İklim Krizi Ve Yeşil Mutabakat Çerçevesinde Biyobozunur Atıkların Yönetimi
İklim Krizi Ve Yeşil Mutabakat Çerçevesinde Biyobozunur Atıkların Yönetimi
İklim krizine karşı kolektif bir mücadele olarak tasarlanan Yeşil Mutabakat, tüm sektörlerde sera gazı emisyonlarının azaltılmasını hedeflemektedir. Küresel sera gazı emisyonlarının %5’inin yalnızca atık sektöründen kaynaklandığı düşünüldüğünde, atık oluşumunun engellenmesi veya atık oluşumu engellenemiyorsa bile özellikle biyobozunur atıkların düzenli depolama yerine farklı bertaraf yöntemleri kullanarak kaynak olarak değerlendirilmesi gerekliliği ortaya çıkmaktadır. Bu çalışmada, biyobozunur atıkların konvansiyonel (düzenli depolama, kompostlaştırma, biyometanizasyon) ve yenilikçi (karboksilik asit, biyopolimer, mikrobiyal protein üretimi) bertaraf yöntemleri değerlendirilmiş ve bu yöntemlerin sera gazı emisyonları üzerindeki etkisi karşılaştırılmıştır.
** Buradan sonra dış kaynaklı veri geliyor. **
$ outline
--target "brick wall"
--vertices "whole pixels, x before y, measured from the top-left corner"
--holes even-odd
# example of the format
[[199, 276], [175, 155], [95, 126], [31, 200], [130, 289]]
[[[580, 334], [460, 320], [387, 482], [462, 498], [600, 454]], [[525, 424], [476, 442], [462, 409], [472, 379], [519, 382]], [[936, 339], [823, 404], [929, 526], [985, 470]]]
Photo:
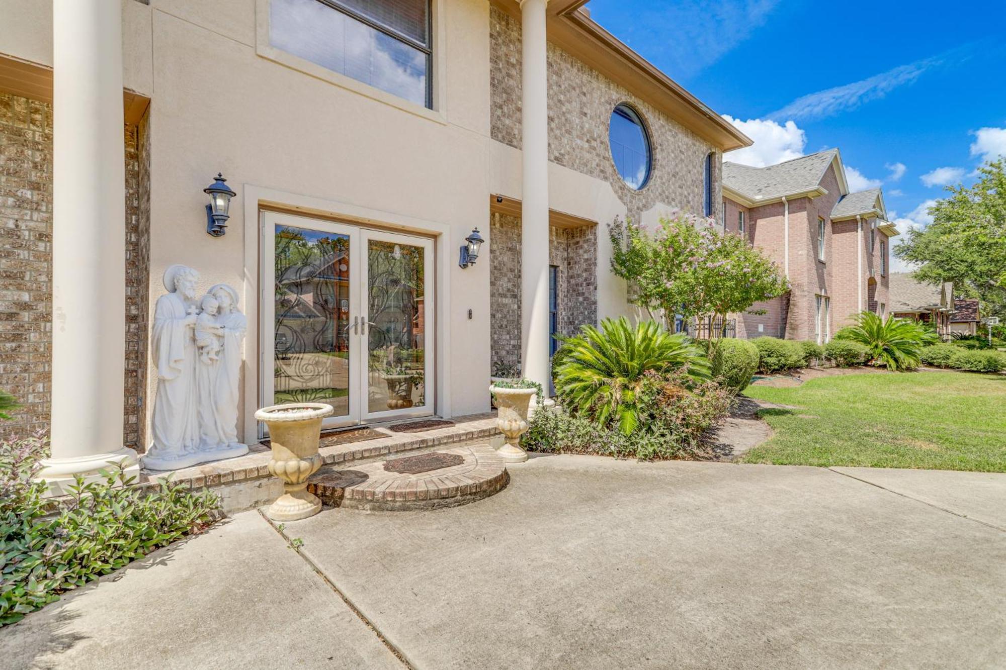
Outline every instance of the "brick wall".
[[[598, 228], [548, 228], [548, 263], [558, 267], [558, 329], [569, 335], [598, 322]], [[492, 365], [518, 365], [520, 218], [493, 213], [489, 224], [489, 323]]]
[[[146, 123], [127, 125], [123, 443], [143, 444], [149, 267]], [[0, 388], [22, 407], [0, 437], [48, 428], [52, 343], [52, 108], [0, 94]]]
[[[516, 148], [520, 148], [521, 123], [520, 39], [520, 23], [492, 7], [491, 135]], [[639, 191], [622, 181], [609, 148], [609, 122], [619, 103], [637, 110], [653, 145], [650, 181]], [[632, 220], [640, 221], [642, 212], [657, 203], [702, 213], [703, 163], [710, 151], [714, 148], [691, 131], [562, 49], [548, 45], [548, 158], [611, 183]], [[713, 165], [713, 215], [721, 220], [722, 154], [718, 151]]]

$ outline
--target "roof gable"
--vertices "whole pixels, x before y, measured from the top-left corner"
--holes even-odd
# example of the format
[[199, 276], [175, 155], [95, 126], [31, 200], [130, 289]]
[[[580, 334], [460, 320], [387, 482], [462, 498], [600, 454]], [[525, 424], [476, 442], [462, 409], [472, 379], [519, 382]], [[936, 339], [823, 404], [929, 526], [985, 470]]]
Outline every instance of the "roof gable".
[[818, 189], [818, 194], [821, 195], [828, 192], [821, 186], [821, 181], [833, 164], [839, 190], [847, 193], [849, 188], [838, 149], [828, 149], [761, 168], [724, 161], [723, 186], [757, 204], [808, 193], [814, 189]]

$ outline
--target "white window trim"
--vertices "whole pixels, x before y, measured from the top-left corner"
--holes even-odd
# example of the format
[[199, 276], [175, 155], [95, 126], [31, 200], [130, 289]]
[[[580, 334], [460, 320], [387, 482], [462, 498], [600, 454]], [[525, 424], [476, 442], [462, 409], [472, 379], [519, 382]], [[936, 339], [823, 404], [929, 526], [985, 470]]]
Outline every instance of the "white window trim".
[[[431, 92], [431, 104], [433, 109], [417, 105], [404, 98], [399, 98], [394, 94], [381, 91], [369, 83], [364, 83], [351, 76], [337, 72], [328, 67], [323, 67], [318, 63], [311, 62], [306, 58], [288, 53], [273, 46], [269, 41], [269, 6], [272, 0], [256, 0], [256, 53], [263, 58], [273, 60], [286, 65], [291, 69], [296, 69], [322, 81], [334, 83], [335, 86], [352, 91], [378, 103], [397, 108], [402, 112], [413, 114], [424, 119], [429, 119], [439, 124], [447, 125], [447, 89], [444, 80], [447, 78], [447, 45], [445, 39], [445, 18], [443, 0], [431, 0], [430, 11], [433, 13], [433, 57], [430, 61], [430, 76], [434, 77], [433, 91]], [[332, 10], [337, 11], [337, 10]]]

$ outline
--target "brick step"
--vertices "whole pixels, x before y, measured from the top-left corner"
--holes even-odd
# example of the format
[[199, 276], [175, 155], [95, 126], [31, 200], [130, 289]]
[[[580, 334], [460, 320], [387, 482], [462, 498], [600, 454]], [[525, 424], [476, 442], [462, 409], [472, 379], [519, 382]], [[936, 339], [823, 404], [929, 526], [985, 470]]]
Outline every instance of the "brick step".
[[397, 511], [465, 505], [502, 491], [509, 481], [496, 450], [481, 444], [322, 469], [308, 491], [331, 507]]

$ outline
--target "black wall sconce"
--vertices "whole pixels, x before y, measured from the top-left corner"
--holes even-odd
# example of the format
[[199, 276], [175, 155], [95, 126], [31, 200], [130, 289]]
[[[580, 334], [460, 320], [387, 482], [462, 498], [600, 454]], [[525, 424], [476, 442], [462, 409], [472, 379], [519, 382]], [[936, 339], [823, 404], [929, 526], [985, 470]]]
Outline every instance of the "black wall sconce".
[[479, 234], [478, 228], [473, 228], [472, 234], [465, 237], [465, 241], [468, 243], [461, 247], [461, 260], [458, 261], [458, 265], [462, 269], [475, 265], [475, 260], [479, 258], [479, 248], [482, 247], [482, 242], [485, 239]]
[[222, 237], [227, 231], [227, 219], [230, 218], [227, 210], [230, 208], [230, 198], [236, 195], [227, 186], [226, 181], [223, 174], [217, 172], [213, 183], [202, 189], [203, 193], [209, 195], [209, 204], [206, 205], [206, 232], [214, 237]]

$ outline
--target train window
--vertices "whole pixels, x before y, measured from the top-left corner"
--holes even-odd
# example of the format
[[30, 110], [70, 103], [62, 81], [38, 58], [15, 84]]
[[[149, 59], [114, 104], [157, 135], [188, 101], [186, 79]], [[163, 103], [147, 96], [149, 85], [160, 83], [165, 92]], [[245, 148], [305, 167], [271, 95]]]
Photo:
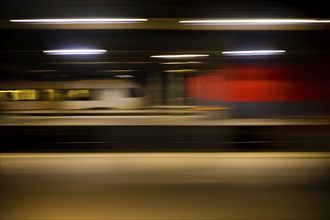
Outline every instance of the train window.
[[38, 90], [39, 100], [54, 101], [59, 99], [59, 91], [54, 89]]
[[144, 90], [141, 88], [129, 88], [129, 97], [135, 98], [135, 97], [143, 97], [145, 96]]
[[38, 99], [35, 89], [0, 90], [2, 101], [34, 101]]
[[62, 90], [62, 100], [65, 101], [88, 101], [93, 100], [93, 91], [89, 89]]

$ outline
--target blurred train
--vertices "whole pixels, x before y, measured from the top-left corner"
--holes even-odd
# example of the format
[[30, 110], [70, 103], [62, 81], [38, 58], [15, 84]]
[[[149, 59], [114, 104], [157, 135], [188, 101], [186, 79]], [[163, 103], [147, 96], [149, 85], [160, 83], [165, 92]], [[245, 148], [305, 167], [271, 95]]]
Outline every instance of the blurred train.
[[143, 87], [128, 79], [0, 83], [2, 110], [138, 109], [145, 102]]

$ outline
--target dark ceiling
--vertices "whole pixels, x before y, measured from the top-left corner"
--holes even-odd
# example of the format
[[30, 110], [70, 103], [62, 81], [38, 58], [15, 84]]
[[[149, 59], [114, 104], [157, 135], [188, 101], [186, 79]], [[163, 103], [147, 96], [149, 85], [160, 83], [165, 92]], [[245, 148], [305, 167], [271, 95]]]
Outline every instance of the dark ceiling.
[[[1, 76], [77, 75], [135, 70], [138, 73], [165, 68], [155, 54], [207, 53], [201, 64], [209, 69], [223, 61], [221, 51], [236, 49], [285, 49], [287, 57], [329, 57], [327, 25], [263, 27], [234, 30], [231, 27], [186, 28], [183, 18], [328, 18], [326, 1], [158, 1], [158, 0], [1, 0]], [[145, 26], [38, 26], [16, 25], [10, 19], [128, 17], [148, 18]], [[154, 19], [154, 20], [153, 20]], [[47, 56], [43, 50], [89, 47], [108, 50], [97, 56]], [[185, 67], [188, 68], [188, 67]], [[43, 72], [44, 70], [44, 72]], [[110, 74], [111, 73], [111, 74]], [[101, 74], [101, 75], [102, 75]]]

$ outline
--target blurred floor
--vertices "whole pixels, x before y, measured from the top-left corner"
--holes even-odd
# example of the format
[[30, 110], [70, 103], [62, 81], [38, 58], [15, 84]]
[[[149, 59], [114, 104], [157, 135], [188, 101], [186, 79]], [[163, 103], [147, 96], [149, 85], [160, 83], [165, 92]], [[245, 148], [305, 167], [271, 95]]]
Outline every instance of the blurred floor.
[[329, 153], [2, 154], [1, 219], [329, 219]]

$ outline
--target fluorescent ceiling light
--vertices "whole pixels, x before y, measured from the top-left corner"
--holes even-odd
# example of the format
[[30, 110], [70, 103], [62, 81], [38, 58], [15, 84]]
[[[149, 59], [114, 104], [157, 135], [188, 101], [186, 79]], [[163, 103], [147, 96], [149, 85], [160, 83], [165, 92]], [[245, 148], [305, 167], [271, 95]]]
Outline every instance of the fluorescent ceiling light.
[[240, 50], [240, 51], [224, 51], [226, 56], [258, 56], [258, 55], [275, 55], [285, 53], [285, 50]]
[[103, 70], [102, 72], [112, 72], [112, 73], [126, 73], [126, 72], [136, 72], [138, 70]]
[[193, 61], [188, 61], [188, 62], [167, 62], [167, 63], [161, 63], [161, 64], [168, 64], [168, 65], [177, 65], [177, 64], [197, 64], [197, 63], [202, 63], [202, 62], [193, 62]]
[[152, 58], [195, 58], [195, 57], [208, 57], [208, 54], [176, 54], [176, 55], [153, 55]]
[[56, 19], [16, 19], [10, 20], [15, 23], [36, 23], [36, 24], [116, 24], [145, 22], [145, 18], [56, 18]]
[[114, 77], [117, 77], [117, 78], [133, 78], [134, 76], [132, 76], [132, 75], [117, 75], [117, 76], [114, 76]]
[[280, 24], [318, 24], [330, 23], [330, 20], [318, 19], [210, 19], [210, 20], [184, 20], [182, 24], [195, 25], [280, 25]]
[[178, 69], [178, 70], [165, 70], [166, 73], [188, 73], [188, 72], [196, 72], [196, 69]]
[[44, 50], [48, 55], [92, 55], [105, 54], [106, 50], [99, 49], [69, 49], [69, 50]]
[[57, 70], [27, 70], [28, 73], [50, 73], [57, 72]]

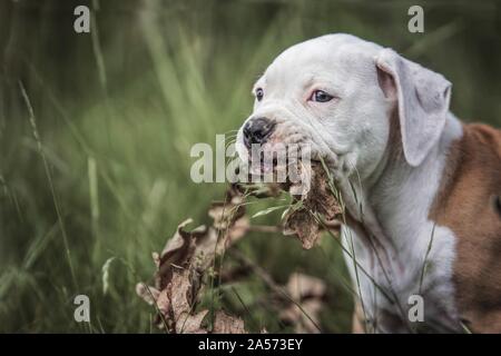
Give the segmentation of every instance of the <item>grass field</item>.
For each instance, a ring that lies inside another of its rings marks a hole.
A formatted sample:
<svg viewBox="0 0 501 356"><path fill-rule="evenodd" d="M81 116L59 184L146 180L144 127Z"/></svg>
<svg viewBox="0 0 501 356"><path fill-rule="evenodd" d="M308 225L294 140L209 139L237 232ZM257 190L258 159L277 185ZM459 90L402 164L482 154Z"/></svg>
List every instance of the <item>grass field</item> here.
<svg viewBox="0 0 501 356"><path fill-rule="evenodd" d="M92 9L90 33L72 30L80 3ZM406 30L415 3L424 33ZM460 118L500 127L500 22L494 1L0 0L0 332L157 332L135 285L151 277L151 251L184 219L207 222L225 190L190 180L189 150L234 134L253 81L286 47L328 32L393 47L454 83ZM322 330L350 330L332 238L303 250L252 234L238 248L278 284L294 271L322 278ZM73 320L79 294L90 325ZM254 332L292 330L258 276L218 295Z"/></svg>

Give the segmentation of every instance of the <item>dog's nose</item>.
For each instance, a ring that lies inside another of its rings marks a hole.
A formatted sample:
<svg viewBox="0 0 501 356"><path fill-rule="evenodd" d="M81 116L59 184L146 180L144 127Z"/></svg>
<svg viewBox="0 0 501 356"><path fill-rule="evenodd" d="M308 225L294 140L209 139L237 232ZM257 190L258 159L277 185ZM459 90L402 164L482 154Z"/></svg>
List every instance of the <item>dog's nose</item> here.
<svg viewBox="0 0 501 356"><path fill-rule="evenodd" d="M248 120L244 126L244 144L250 148L253 144L264 144L275 129L275 122L268 118Z"/></svg>

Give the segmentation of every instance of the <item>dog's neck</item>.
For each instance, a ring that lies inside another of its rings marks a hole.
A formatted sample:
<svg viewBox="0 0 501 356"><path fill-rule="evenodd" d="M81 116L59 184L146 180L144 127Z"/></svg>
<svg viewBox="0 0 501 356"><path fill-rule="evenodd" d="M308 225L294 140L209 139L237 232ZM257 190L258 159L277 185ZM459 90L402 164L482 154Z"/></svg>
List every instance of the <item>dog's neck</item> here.
<svg viewBox="0 0 501 356"><path fill-rule="evenodd" d="M362 229L366 238L372 236L389 260L399 264L400 251L423 245L415 239L421 227L429 221L430 208L440 189L449 148L461 135L461 122L449 113L439 144L420 166L412 167L405 160L395 117L390 130L389 142L392 144L387 146L377 168L364 181L357 182L354 178L350 184L360 188L356 199L350 197L353 194L347 191L346 185L342 188L346 208L353 218L352 225L358 225L357 229ZM415 254L422 258L421 249L416 249ZM402 258L409 258L409 254ZM402 260L402 264L404 263Z"/></svg>

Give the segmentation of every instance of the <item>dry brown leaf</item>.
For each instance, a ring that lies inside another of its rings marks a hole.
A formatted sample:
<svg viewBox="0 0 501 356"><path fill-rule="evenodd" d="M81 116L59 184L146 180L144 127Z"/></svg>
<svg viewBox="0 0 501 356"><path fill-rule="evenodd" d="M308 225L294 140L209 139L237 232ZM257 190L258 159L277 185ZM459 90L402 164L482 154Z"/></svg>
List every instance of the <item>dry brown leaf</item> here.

Sera gazı emisyonunun yanı sıra, enerji ihtiyacı, nihai ürün portföyü ve gerekli işlem süresi gibi farklı parametreler dikkate alınarak bertaraf yöntemlerinin sürdürülebilirliği tartışılmıştır. Biyobozunur atıkların depolama sahaları yerine net sera gazı emisyonu sıfır veya negatif olan kompostlaştırma, biyometanizasyon veya yenilikçi biyo-prosesler ile kaynak olarak değerlendirilmesinin, biyobozunur atık kaynaklı metan emisyonlarında %95’e varan oranda azalma sağlayacağı belirlenmiştir. Düzenli depolamaya alternatif bu yöntemleri kullanarak biyobozunur atıklardan endüstriyel ham madde, gıda ve hayvan yemi katkısı, toprak şartlandırıcı ve organik gübre geri kazanımı da mümkündür.